Primary hemangiopericytoma of the lung is exceedingly rare. The following characteristics were found in a survey of the 34 cases published so far in the world literature and in one case of our own, a 29 year old man with this mesenchymal tumor. It does not show specific clinical signs. In radiographs an isolated round unidentifiable focus is seen. The differential diagnosis has to rely on the histology. About one half of these tumors are discovered by accident. It appears that it occurs at a somewhat younger age in men than in women. Both sexes are equally represented. The treatments of choice are either lobectomy or pneumonectomy. Patients with small tumors without clinical signs appear to have a better prognosis. When recurrence or metastases develop they will be noticed within a few months. Intensive follow-up of patients operated on is essential, since histology cannot provide safe criteria on which one could decide whether the tumor was benign or malignant.
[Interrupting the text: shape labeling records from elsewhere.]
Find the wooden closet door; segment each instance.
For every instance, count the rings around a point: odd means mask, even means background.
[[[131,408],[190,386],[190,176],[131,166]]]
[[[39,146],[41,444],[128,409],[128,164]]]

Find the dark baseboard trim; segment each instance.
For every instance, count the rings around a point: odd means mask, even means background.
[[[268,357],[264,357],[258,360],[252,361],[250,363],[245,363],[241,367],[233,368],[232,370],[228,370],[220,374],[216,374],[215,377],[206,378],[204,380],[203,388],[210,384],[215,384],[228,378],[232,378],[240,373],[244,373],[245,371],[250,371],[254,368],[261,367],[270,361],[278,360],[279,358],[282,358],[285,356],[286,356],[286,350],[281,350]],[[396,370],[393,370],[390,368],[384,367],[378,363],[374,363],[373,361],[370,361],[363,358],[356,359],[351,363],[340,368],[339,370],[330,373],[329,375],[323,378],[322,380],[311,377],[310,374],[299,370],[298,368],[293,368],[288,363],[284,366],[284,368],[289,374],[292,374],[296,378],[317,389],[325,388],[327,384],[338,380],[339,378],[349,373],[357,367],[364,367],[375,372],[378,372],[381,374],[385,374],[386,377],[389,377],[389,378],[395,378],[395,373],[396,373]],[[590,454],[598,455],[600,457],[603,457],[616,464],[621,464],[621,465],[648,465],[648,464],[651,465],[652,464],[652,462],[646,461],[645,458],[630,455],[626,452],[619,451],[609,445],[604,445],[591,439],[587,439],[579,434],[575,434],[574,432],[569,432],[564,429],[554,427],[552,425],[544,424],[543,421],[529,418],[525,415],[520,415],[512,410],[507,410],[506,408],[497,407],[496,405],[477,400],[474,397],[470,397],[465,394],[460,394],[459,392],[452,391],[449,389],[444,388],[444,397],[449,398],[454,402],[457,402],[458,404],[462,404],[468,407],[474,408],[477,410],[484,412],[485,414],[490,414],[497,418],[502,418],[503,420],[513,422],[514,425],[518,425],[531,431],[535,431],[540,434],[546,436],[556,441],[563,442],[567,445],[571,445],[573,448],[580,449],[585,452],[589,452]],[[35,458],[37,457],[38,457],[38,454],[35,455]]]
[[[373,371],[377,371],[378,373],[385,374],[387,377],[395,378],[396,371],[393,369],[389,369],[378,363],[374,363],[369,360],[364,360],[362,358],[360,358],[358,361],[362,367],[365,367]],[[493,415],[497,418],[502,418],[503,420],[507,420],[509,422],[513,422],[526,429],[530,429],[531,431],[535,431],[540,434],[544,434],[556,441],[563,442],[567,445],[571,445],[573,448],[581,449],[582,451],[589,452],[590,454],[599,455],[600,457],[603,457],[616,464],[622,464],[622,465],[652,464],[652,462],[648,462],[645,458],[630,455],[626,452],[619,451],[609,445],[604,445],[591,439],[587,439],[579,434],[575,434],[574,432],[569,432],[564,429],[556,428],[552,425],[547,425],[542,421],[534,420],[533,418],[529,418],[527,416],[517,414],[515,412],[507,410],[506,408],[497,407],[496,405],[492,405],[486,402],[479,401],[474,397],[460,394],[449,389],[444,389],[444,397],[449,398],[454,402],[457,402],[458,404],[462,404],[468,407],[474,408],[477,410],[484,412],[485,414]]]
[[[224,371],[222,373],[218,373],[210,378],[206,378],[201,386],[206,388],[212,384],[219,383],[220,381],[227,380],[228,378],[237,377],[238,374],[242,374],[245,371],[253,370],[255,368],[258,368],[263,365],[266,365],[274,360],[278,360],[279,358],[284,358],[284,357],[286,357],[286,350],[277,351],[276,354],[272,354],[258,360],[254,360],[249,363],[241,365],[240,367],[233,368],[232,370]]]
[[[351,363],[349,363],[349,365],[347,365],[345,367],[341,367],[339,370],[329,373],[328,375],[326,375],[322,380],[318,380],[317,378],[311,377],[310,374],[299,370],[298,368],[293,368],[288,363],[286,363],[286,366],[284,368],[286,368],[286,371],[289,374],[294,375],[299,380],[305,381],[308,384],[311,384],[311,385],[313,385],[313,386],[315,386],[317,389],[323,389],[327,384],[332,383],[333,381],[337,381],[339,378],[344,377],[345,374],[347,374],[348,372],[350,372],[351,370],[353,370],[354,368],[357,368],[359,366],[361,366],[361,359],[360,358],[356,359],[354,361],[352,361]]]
原发性肺血管外皮细胞瘤极为罕见。在对世界文献中迄今发表的34例病例以及我们自己遇到的1例病例(一名患有这种间叶性肿瘤的29岁男性)进行的调查中发现了以下特征。它没有特异性的临床症状。在X线片上可见一个孤立的圆形、无法明确的病灶。鉴别诊断必须依靠组织学检查。这些肿瘤约有一半是偶然发现的。似乎男性发病年龄比女性稍小。男女发病率相当。首选的治疗方法是肺叶切除术或全肺切除术。没有临床症状的小肿瘤患者预后似乎较好。当复发或转移发生时,会在几个月内被发现。对接受手术的患者进行密切随访至关重要,因为组织学检查无法提供安全的标准来判断肿瘤是良性还是恶性。